Included in the program were a wide variety of lectures, on site visits and provocative scenarios implemented with the intention of expanding the thought horizons of its students, including a policy Hack-a-thon, on site visits to San Francisco Bay technology companies, conference calls with various industry and security executives, and testing emerging technology such as virtual reality equipment and drones.
“The biggest lesson that I have gotten out of HSx is that it’s OK to fail,” said Coast Guard Rear Adm. Meredith Austin, Deputy for Operations, Policy and Capabilities. “It’s OK to come up with an idea and realize that it isn’t going anywhere, and to have to drop it and start again. The world is not over and you can learn from your failure and continue on ... Go down a different avenue that you have never thought of before.
“What was nice for me in my organization is that I was able to take some of these tools and actually apply them back at my home station,” she continued. “For example, meetings used to take forever because it would just be everyone briefing what they did. I was able to turn that on its head and focus on working on problems together. People were very excited to get their time back and work together collaboratively.”

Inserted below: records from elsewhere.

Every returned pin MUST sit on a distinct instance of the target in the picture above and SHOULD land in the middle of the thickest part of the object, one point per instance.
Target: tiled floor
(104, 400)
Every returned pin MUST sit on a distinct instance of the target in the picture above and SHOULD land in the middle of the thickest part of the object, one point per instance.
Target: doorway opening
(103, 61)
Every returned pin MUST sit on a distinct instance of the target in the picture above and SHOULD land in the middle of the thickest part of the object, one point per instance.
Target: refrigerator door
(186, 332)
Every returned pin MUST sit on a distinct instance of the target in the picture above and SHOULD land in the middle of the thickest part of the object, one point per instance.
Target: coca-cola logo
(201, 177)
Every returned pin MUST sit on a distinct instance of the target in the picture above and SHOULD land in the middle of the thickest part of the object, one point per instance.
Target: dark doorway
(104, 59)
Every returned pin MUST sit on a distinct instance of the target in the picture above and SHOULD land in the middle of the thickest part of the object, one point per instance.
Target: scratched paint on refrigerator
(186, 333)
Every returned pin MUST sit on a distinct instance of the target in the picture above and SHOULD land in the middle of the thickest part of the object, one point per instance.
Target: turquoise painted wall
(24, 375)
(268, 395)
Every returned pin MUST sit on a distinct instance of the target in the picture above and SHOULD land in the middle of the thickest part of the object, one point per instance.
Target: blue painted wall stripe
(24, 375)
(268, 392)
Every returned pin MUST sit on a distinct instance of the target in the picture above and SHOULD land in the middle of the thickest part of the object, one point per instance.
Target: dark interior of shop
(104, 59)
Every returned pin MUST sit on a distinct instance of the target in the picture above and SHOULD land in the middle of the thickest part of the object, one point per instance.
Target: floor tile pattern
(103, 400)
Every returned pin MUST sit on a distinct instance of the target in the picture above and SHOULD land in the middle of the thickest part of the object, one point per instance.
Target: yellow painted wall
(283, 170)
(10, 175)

While attending the course, Austin worked on a framework for providing in-person or virtual crises advice on demand, which aims to help on-scene commanders with step by step instructions in the form of both on-call experts or videos. According to Austin, the program could help elevate unforeseen new challenges, such as social media, that have arrived from a rapidly changing word.
“A major component of HSx for me was to be able to take skill sets that we learned out of the class and really apply them in the world,” said Delmar, New York Fire Commissioner Meredith Bastiani, who also works with the New York State Office of Children and Family Services.
“I think focusing on the concept that no idea is too big or small, and good ideas can come from anywhere. It’s about nurturing them and letting people explore different ways of thinking. It’s an incredibly powerful takeaway and its definitely one that I am able to apply to my work both in human services as well as fire services.
“Coming to the program, I originally wanted to do something related to data mining and using facial recognition to reunify children with their families following a disaster,” she continued. “But what I ended up working on radically changed throughout the course of the program. The first project that I worked on was a health alert system that looked at coming up with methods to detect potential infectious diseases at an earlier state to prevent future pandemics.”
“This experience is different from any other,” stressed Woodbury. “It is not just another classroom or think tank, but a combination where our students leave with a new skillset and network on thinking critically.”
While CHDS does not currently plan to make HSx a regular component of its course offerings, the program has definitely left a long-term impact on its master and executive programs.
“We have been able to incorporate a lot of the curriculum and lectures that we tried out in HSx in both the master and executive program, content that we were not sure if it would be appropriate or how it would fit,” Woodbury said.